Much has been made in the coverage of education issues nationally of the so-called “Education Reform” movement. It's taken many forms, from the carrot-stick approach of the Obama/Arne Duncan-favored “Race to the Top,” to a straight-up, market-based voucher program, such as the one passed in the state of Louisiana last year where the per pupil funding follows the pupil to any public or private school. All of these plans claim to have the student at the center of any reforms. Neither really gives much say to the teachers, or parents who want their students to have the best teachers rather than the smartest sounding business plan. In both cases, the less power the teacher has, the better. While vouchers place teachers at the whim of market forces while also allowing for taxpayer-funded vouchers to be spent on religious education (as the Virginia bill is expected to do and the Louisiana bill did to wacky extremes), “Race to the Top” has quietly imposed upon school systems a number of controversial classroom “innovations,” including more high-stakes testing (despite the President's own admonishment of “teaching to the test”), the expansion of privately-run charter schools (who are in turn given low oversight of their activities, and have proven to be no better, if not worse than public schools), online schools (many of which, while attractive to technophiles and pitched as good options for students who have an attention deficit, are ineffective at best), and merit pay programs that demand job instability for teachers in exchange for school funding.
The lack of a true teacher's union to front a campaign against the introduction of policies that undercut public schools and divert taxpayer dollars to private corporations in the name of “reform” has meant that this issue hasn't gotten the attention it has seen in large states like California and New York, or even in neighboring DC a few years back during the Michelle Rhee era. Rhee's own organization, StudentsFirst, has continued to garner much of the coverage of school reform coverage. Perhaps no other event has best called into question the methodology and motives of these so-called “reformers” as this week's release of her organization's education rankings. Missing from her metrics were one seemingly obvious one: student success. Instead, she focused on issues like charter prevalence, elimination of tenure privileges for teachers, making it easier to fire teachers, allowance for student “choice” (read: availability of vouchers), and controversial “trigger laws.” The “trigger laws” are a perfect example of the deceptiveness of these sorts of reformers. As portrayed in the recent movie Won't Back Down, these laws allow for parents to vote to overhaul failing public schools. What their proponents hope parents don't realize (and what is never addressed in the film) is that this typically would involve shutting down the school, firing the entire staff, or selling off the school to a corporation interested in seeing what they can squeeze out of a public asset (h/t to my friend Liza Featherstone, whose takedown of that film and what it promotes can be read here).
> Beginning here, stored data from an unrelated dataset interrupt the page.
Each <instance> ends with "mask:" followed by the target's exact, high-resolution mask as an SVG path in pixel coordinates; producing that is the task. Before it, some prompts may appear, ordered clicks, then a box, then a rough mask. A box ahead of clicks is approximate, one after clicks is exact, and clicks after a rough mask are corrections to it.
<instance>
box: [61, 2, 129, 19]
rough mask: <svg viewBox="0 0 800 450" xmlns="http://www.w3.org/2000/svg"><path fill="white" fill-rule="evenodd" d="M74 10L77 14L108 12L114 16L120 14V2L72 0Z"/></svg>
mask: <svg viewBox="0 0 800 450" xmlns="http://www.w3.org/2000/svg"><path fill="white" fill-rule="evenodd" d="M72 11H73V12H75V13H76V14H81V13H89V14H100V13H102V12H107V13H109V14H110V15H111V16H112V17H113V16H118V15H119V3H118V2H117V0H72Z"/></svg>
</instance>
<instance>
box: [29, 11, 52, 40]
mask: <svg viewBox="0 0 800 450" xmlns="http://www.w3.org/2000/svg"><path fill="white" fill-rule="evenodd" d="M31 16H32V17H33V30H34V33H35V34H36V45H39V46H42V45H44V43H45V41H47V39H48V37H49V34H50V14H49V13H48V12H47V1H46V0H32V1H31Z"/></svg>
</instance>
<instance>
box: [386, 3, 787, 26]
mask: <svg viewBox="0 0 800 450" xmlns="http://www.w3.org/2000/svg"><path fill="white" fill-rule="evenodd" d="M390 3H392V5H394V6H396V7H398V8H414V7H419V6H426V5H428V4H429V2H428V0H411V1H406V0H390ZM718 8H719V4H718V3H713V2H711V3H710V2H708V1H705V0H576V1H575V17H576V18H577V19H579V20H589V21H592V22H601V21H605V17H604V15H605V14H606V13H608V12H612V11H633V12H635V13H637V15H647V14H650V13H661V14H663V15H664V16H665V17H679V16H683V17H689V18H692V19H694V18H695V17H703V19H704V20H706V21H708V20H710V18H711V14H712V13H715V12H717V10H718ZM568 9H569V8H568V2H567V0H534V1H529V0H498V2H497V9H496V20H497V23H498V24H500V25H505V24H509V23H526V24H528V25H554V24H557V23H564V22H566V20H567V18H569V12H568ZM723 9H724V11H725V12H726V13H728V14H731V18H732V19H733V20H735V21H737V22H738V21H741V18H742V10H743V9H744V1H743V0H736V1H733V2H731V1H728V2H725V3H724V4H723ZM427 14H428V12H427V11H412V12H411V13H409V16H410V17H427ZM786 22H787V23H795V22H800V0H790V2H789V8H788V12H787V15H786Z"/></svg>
We know that what ultimately mattes is student outcomes. The assumption is that by introducing market reforms, schools will compete to educate the best and parents will choose the best school for their children the way they may choose the best car for their family. Results thus far have been mixed. No one denies that a child at a failing school would be better off at a more robustly funded school, public or private. What isn't clear is that privately run schools using taxpayer funds (the charters) are any better than the traditional public schools. Why give away taxpayer funds to private firms if they're not creating a better return that our current firms? One may argue that it's strictly a cost issue, but that argument is flimsy as well. Many charters, including online charters, have turned into money pits.
So why bring this up right now in Virginia if what's done is done on these tax credits for private school scholarships? Aren't we just resigned to the fact that tax dollars are going to get diverted to schools that might be teaching religious doctrine that we find repugnant? As mentioned before, it's unlikely that legal challenges will put a dent in this. But there's still a long ways down the road to a corporate-run education system, and lawmakers on both sides are pushing for us to move further down it. Where does Terry McAuliffe stand on this? Does he agree with some of the more controversial parts of “Race to the Top”? Would he have stood with the entire Democratic Senate Caucus in voting against the voucher-like plan passed last year?
It's worth making this a must-discuss issue for all candidates in 2013. Does Virginia want a well-funded, non-corporatized, non-discriminatory public school system staffed by quality teachers? Or do we want change of the Bobby Jindal sort? Let the 2013 education policy test begin.